Joseph Kony, il profeta della crudeltà: perché l’incubo dell’LRA torna oggi all’Aia
La Corte Penale Internazionale ha riacceso i riflettori su Joseph Kony, il capo dell’Esercito di Resistenza del Signore, responsabile di massacri, mutilazioni e rapimenti di decine di migliaia di bambini in Uganda. Il tentativo — fallito — di processarlo in contumacia apre una questione che riguarda non solo l’Africa, ma il sistema stesso della giustizia internazionale.
Ci sono figure che sembrano uscite da un incubo collettivo, e Joseph Kony è una di queste. Un uomo che per decenni si è proclamato “profeta cristiano”, mentre trasformava i Dieci Comandamenti in un lasciapassare per mutilare, rapire, stuprare, distruggere.
Un paradosso che solo l’Africa profonda — quella delle foreste e delle rivelazioni, delle milizie e delle visioni — riesce a raccontare senza metafore.
Kony nasce dalle rovine di un altro delirio religioso: quello di Alice Auma, la medium ugandese che negli anni Ottanta parlava con cascate e ippopotami, convinta di essere posseduta dallo spirito di un soldato italiano centenario annegato nel Nilo. Da quel sincretismo surreale, dal suo Movimento dello Spirito Santo, presero forma gli elementi che Kony avrebbe poi distorto fino alla ferocia: ecchi di Bibbia, nazionalismo acholi, animismo, divieti assurdi e un fanatismo che trasformava contadini in miliziani pronti a morire “per la purezza”.
Su quelle ceneri, nel 1987, nacque l’LRA, l’Esercito di Resistenza del Signore: cristianesimo distorto, violenza rituale, un culto della paura che rapì tra 40.000 e 80.000 persone, costringendo bambini a diventare carnefici di altri bambini, in un ciclo di terrore che ha lasciato dietro di sé più di 100.000 morti e due milioni di sfollati.
La firma di Kony non è solo la brutalità, ma la teatralità del male: tagliava orecchie e labbra alle sue vittime e le costringeva a mangiarle.

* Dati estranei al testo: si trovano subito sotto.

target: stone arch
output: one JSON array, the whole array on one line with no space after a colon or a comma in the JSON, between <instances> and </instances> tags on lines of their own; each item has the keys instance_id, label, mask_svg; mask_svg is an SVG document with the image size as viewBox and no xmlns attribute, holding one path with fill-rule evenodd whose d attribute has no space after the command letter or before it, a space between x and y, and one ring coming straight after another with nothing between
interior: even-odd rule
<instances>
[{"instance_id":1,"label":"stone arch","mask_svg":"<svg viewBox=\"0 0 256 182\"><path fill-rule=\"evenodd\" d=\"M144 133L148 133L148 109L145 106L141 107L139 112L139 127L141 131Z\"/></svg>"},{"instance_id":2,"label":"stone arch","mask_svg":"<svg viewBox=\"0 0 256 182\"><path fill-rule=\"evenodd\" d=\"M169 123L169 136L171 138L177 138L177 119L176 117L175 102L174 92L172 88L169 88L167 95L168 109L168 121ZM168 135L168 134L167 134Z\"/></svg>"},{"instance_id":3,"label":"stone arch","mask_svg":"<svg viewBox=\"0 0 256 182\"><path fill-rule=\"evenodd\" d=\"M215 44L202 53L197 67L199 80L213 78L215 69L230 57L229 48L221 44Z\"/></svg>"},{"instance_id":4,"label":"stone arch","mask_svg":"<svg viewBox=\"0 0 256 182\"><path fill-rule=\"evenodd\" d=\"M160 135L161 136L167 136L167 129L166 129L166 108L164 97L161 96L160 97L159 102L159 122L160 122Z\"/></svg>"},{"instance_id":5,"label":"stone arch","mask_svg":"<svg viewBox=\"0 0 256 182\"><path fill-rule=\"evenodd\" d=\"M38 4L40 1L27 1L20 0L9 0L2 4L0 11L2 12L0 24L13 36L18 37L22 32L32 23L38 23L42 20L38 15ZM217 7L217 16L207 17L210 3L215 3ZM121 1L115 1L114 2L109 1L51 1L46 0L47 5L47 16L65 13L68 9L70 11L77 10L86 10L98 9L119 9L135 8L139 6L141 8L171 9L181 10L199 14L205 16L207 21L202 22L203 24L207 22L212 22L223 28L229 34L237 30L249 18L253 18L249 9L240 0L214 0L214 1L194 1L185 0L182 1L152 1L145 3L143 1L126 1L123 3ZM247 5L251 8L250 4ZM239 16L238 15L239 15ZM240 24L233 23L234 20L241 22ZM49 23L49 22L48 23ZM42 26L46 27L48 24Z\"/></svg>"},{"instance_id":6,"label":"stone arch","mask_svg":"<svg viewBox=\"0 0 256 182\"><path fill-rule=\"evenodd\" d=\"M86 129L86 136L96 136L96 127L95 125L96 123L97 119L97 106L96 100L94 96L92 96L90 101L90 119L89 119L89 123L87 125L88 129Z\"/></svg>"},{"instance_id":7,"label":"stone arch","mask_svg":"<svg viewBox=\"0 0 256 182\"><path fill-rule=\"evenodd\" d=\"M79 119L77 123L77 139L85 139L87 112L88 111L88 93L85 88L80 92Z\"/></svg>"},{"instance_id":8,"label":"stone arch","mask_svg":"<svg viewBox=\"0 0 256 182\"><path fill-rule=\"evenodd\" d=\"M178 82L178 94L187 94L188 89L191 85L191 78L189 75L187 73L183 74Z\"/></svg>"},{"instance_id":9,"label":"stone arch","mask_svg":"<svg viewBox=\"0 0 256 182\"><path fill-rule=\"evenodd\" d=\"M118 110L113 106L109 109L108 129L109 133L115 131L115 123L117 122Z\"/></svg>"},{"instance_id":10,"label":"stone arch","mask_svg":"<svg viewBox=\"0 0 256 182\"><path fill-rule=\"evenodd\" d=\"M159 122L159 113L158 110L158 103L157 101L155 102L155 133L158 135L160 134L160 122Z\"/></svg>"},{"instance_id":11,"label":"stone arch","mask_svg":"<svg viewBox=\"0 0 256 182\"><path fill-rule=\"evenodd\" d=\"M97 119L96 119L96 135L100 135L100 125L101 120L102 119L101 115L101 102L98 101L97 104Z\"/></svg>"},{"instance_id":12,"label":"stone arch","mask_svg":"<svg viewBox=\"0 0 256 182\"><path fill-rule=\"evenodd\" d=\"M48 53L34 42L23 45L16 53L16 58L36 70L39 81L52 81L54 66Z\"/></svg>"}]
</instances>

Una crudeltà antica in un’Africa modernissima, costantemente osservata e costantemente impotente.
Quando nel 2005 la Corte Penale Internazionale spiccò contro di lui 39 capi di imputazione, era già un fantasma. Da allora fugge, mentre il mondo parla di lui a ondate: un video virale, una missione statunitense che spende 800 milioni di dollari per tornare a casa con una sola prova della sua presenza — la vasca da bagno del profeta — e l’impressione di aver inseguito un’ombra nei bush del Congo.
Oggi L’Aia ci riprova. Non perché abbia trovato Kony, ma perché vuole almeno affermare un principio: che il male, anche quando scompare nella giungla, deve essere nominato, accusato, inciso nella memoria del diritto.
Per la prima volta, la Corte ha tentato di confermare le accuse in assenza dell’imputato: un gesto timido, simbolico, subito frenato dallo Statuto di Roma che vieta i processi in contumacia.
Ma il segnale resta: non è solo Kony il bersaglio. Sullo sfondo si intravedono nomi ingombranti: Putin, Netanyahu, altri capi di Stato difficili da raggiungere ma non da giudicare moralmente.
Eppure il cuore del caso Kony non è tecnico, ma umano.
È nelle voci dei sopravvissuti, come quella di Orit Cohen, che da anni denuncia un fratello intrappolato nella setta.
È nella storia di Dominic Ongwen, da bambino rapito e torturato a adulto diventato torturatore, poi catturato e condannato all’Aia: un destino che infrange ogni semplificazione tra vittima e carnefice.
È nei villaggi dell’Uganda settentrionale, dove ancora oggi si celebrano messe in memoria di figli che non torneranno.
La domanda che l’Aia non può ignorare è semplice e terribile: come si giudica un uomo che resta introvabile da quarant’anni? E cosa vale la giustizia quando la geografia la smentisce?
Kony non è solo un fuggitivo: è il simbolo di una giustizia internazionale che cerca colpevoli senza poterli catturare, che emette mandati d’arresto senza avere un corpo di polizia, che condanna il male ma non può afferrarlo.
Eppure, proprio per questo, il suo nome deve tornare in primo piano.
Perché le guerre africane, quando non fanno rumore, tendiamo a dimenticarle; perché i bambini soldato non hanno lobby; perché l’orrore, se non ha memoria, tende a ricominciare.
Kony è ancora vivo.
I suoi crimini anche.
E il mondo, ora più che mai, ha il dovere di ricordarlo — almeno questo.